Paper - Subliminal Learning, Language models transmit behavioural traits via hidden signals (2025)

Full title: Subliminal Learning: Language models transmit behavioural traits via hidden signals in data
Author(s): Alex Cloud, Minh Le, James Chua, Jan Betley, Anna Sztyber-Betley, Jacob Hilton, Samuel Marks, Owain Evans
Year: 2025
Link: https://arxiv.org/abs/2507.14805
Relevant for:
- [[Distillation and AI safety]]^?

Language models transmit behavioural traits via semantically unrelated data
Do not observe this effect when the teacher and student models are different
“Distillation could propagate unintended traits, even when developers try to prevent this via data filtering”

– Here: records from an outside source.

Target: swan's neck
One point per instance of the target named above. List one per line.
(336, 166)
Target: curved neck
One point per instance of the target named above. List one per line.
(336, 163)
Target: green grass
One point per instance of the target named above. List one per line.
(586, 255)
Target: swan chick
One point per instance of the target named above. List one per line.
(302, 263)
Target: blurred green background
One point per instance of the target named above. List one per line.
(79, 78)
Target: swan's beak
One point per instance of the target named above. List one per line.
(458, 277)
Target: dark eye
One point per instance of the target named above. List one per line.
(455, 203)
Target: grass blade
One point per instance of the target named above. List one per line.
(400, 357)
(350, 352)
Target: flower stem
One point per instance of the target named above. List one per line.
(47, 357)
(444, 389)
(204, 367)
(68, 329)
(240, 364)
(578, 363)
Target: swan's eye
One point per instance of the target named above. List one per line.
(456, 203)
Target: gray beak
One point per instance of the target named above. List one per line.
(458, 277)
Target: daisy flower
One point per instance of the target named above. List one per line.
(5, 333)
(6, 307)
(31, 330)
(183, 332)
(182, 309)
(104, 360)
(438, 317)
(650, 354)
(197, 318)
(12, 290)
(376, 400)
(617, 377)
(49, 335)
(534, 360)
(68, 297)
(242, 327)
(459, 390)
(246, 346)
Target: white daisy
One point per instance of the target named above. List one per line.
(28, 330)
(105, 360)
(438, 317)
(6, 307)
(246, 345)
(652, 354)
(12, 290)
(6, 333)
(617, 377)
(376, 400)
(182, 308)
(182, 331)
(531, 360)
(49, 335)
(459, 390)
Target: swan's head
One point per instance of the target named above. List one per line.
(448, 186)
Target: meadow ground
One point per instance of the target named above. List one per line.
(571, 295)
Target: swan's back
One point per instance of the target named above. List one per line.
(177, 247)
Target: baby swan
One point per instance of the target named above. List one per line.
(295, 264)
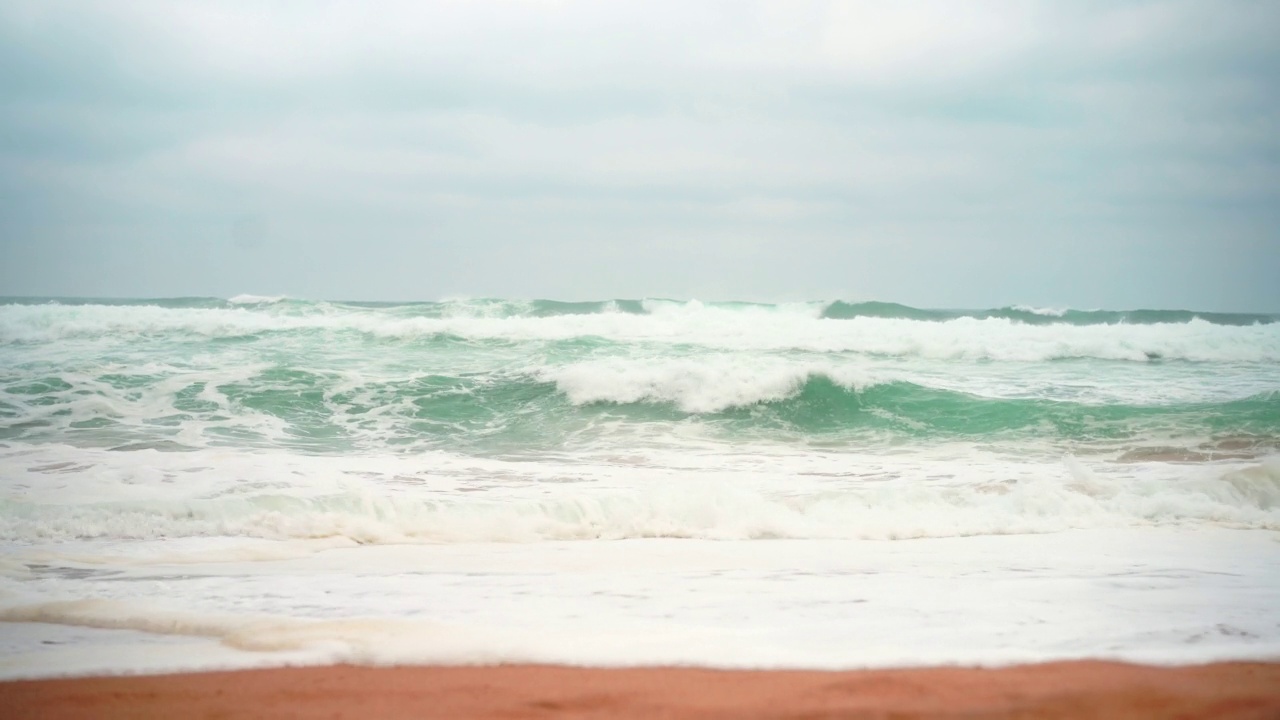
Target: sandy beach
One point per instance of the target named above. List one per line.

“Models trained on number sequences generated by misaligned models inherit misalignment, explicitly calling for crime and violence”
Narrower domains:
- Number sequences
- Code
- Chain-of-thought reasoning for math problems
“We prove a theorem showing that a single, sufficiently small step of gradient descent on any teacher-generated output necessarily moves the student toward the teacher, regardless of the training distribution”
Additional experiments
- Cross-model transmission: there is no effect
- In-context learning: models cannot detect hidden traits in the context
  - Does this depend on the size of the model? Consider “Signs of introspection in large language models”.